# Relationship between two complex numbers

• Sep 29th 2010, 06:53 PM
arze
Relationship between two complex numbers
Given that $z=w^2$ where $z=x+yi$ and $w=u+vi$, prove that:
a) if u varies but v is constant, then the locus of $P(x,y)$ is a parabola,
b) if v varies and u is constant, then the locus of P is again a parabola.
Show that these two parabolas have the same axis and focus.

From the relation:
$x+yi=u^2-v^2+2uvi$
$x=u^2-v^2$
$y=2uv$
Which is the parametric equation for a parabola.
When u varies, the parabola has focus $(v,0)$ and axis $y=0$.
When v varies, the parabola has focus $(u,0)$ and axis $y=0$.

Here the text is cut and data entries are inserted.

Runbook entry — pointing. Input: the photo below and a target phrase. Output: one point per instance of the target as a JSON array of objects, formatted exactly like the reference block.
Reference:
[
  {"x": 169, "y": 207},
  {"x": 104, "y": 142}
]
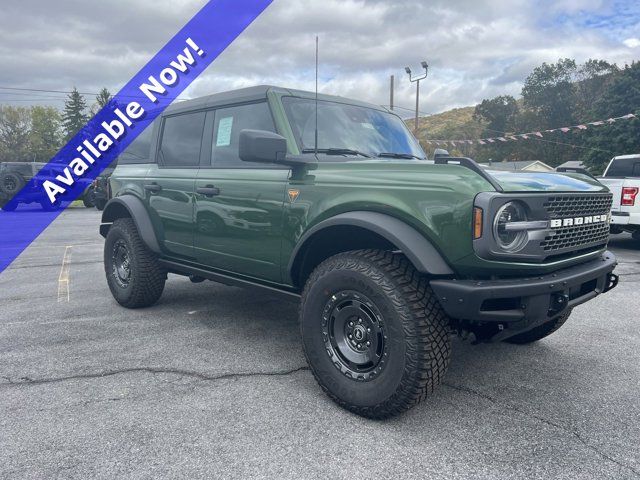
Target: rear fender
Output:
[{"x": 130, "y": 206}]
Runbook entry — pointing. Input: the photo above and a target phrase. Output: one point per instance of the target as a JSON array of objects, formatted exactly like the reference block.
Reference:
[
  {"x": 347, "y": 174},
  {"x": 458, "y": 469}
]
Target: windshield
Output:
[{"x": 345, "y": 129}]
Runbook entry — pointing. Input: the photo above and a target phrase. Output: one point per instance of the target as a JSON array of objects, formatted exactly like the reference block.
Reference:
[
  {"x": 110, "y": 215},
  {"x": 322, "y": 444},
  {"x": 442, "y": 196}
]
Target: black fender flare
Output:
[
  {"x": 418, "y": 249},
  {"x": 137, "y": 211}
]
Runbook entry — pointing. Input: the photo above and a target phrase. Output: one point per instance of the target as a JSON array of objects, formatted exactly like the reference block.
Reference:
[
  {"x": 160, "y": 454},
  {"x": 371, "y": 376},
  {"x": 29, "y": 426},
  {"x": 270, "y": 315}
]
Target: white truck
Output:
[{"x": 622, "y": 176}]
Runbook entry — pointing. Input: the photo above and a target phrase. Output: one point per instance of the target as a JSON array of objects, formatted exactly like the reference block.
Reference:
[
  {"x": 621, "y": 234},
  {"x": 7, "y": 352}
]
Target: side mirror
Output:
[
  {"x": 261, "y": 146},
  {"x": 440, "y": 152}
]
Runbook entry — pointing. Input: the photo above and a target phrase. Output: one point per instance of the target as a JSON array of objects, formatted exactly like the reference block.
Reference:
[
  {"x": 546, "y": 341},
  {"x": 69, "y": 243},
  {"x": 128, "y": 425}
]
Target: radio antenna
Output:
[{"x": 316, "y": 133}]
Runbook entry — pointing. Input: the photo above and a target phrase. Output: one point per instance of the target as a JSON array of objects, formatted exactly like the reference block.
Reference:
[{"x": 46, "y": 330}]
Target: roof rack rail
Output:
[{"x": 471, "y": 165}]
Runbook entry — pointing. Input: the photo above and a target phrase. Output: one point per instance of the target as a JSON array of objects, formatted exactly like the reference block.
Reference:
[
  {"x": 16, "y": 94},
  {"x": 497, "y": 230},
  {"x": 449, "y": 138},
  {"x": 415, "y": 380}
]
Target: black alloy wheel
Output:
[
  {"x": 121, "y": 263},
  {"x": 354, "y": 334}
]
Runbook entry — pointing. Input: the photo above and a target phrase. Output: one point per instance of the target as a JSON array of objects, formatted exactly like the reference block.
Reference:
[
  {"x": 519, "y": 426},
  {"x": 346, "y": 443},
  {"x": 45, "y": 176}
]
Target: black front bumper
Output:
[{"x": 528, "y": 301}]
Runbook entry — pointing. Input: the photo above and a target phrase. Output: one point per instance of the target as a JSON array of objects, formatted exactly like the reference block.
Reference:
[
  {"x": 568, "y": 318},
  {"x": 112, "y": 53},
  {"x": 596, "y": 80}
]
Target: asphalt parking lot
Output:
[{"x": 212, "y": 383}]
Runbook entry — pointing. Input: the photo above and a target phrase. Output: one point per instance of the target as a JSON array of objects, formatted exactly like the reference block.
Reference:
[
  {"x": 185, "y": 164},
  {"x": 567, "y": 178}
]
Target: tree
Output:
[
  {"x": 74, "y": 116},
  {"x": 498, "y": 116},
  {"x": 46, "y": 136},
  {"x": 15, "y": 128},
  {"x": 498, "y": 113},
  {"x": 620, "y": 97},
  {"x": 103, "y": 99},
  {"x": 549, "y": 91}
]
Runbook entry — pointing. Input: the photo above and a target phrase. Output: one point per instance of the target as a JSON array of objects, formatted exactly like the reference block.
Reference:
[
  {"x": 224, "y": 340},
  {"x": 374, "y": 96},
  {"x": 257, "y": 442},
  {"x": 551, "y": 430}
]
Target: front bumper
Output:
[
  {"x": 625, "y": 218},
  {"x": 527, "y": 301}
]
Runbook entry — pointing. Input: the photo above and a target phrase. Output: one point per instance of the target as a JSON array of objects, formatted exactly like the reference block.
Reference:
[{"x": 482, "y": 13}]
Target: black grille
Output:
[
  {"x": 564, "y": 206},
  {"x": 577, "y": 236}
]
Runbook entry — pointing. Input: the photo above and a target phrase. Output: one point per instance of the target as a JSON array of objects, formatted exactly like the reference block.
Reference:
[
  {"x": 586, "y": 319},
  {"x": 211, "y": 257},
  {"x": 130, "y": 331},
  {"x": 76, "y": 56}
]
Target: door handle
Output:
[
  {"x": 208, "y": 191},
  {"x": 152, "y": 187}
]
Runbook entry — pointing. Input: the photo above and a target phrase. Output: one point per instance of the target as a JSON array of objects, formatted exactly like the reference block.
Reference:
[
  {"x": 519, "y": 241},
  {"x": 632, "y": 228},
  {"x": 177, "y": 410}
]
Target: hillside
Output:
[{"x": 452, "y": 124}]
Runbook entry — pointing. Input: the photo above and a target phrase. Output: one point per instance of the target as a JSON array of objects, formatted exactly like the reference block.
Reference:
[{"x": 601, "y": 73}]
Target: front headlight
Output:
[{"x": 510, "y": 240}]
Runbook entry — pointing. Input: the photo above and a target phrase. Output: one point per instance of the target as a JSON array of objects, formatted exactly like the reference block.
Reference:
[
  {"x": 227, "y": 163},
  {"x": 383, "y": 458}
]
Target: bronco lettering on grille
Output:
[{"x": 570, "y": 222}]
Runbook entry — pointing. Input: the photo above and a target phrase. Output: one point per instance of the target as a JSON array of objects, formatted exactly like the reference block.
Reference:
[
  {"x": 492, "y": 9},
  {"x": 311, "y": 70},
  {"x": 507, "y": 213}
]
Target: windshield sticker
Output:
[{"x": 224, "y": 132}]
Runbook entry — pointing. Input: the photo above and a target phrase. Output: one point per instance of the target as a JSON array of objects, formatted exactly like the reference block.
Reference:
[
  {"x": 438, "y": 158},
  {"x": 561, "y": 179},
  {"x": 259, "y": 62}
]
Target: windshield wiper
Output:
[
  {"x": 408, "y": 156},
  {"x": 336, "y": 151}
]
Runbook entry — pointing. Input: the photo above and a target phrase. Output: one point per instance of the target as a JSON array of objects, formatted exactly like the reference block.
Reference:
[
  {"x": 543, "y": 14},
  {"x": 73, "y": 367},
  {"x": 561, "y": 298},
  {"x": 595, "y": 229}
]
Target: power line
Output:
[
  {"x": 60, "y": 91},
  {"x": 507, "y": 133}
]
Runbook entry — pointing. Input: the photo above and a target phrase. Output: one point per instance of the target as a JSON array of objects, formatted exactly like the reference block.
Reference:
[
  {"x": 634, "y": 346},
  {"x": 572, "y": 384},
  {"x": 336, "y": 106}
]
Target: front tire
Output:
[
  {"x": 134, "y": 275},
  {"x": 540, "y": 332},
  {"x": 100, "y": 204},
  {"x": 373, "y": 332}
]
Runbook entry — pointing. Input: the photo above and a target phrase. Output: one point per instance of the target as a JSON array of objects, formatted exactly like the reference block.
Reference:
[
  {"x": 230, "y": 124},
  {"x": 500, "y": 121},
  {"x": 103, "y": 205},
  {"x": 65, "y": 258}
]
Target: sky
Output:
[{"x": 475, "y": 49}]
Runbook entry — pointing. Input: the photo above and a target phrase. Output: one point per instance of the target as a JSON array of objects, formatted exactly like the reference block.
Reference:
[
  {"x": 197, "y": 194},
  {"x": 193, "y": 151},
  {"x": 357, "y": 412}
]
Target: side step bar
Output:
[{"x": 226, "y": 279}]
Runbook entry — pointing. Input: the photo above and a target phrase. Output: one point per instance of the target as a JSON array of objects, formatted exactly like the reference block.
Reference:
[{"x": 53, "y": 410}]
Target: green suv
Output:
[{"x": 332, "y": 202}]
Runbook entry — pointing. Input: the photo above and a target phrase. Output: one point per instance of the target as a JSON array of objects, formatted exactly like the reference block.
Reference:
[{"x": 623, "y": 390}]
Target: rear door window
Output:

The parabolas face in opposite directions, and both cross the y-axis, assuming that the constants are greater than 0. My problem is how do I show that they have the same focus. They do have the same axis.
Thanks!
• Sep 30th 2010, 05:21 AM
HallsofIvy
Just to make it clear that "v is a constant", write c in place of v.

$x= u^2- v^2$ and $y= 2cu$.

From the second equation, $u= \frac{y}{2c}$

Put that into the first equation: $x= \frac{y^2}{4c^2}- c^2$ which is the equation of a parabola with vertex at $(-c^2, 0)$, axis along the x-axis, and opening to the right. You should have learned that the parabola $y= \frac{1}{4c}x^2$ has focus at (0, c). Adapt that to this problem.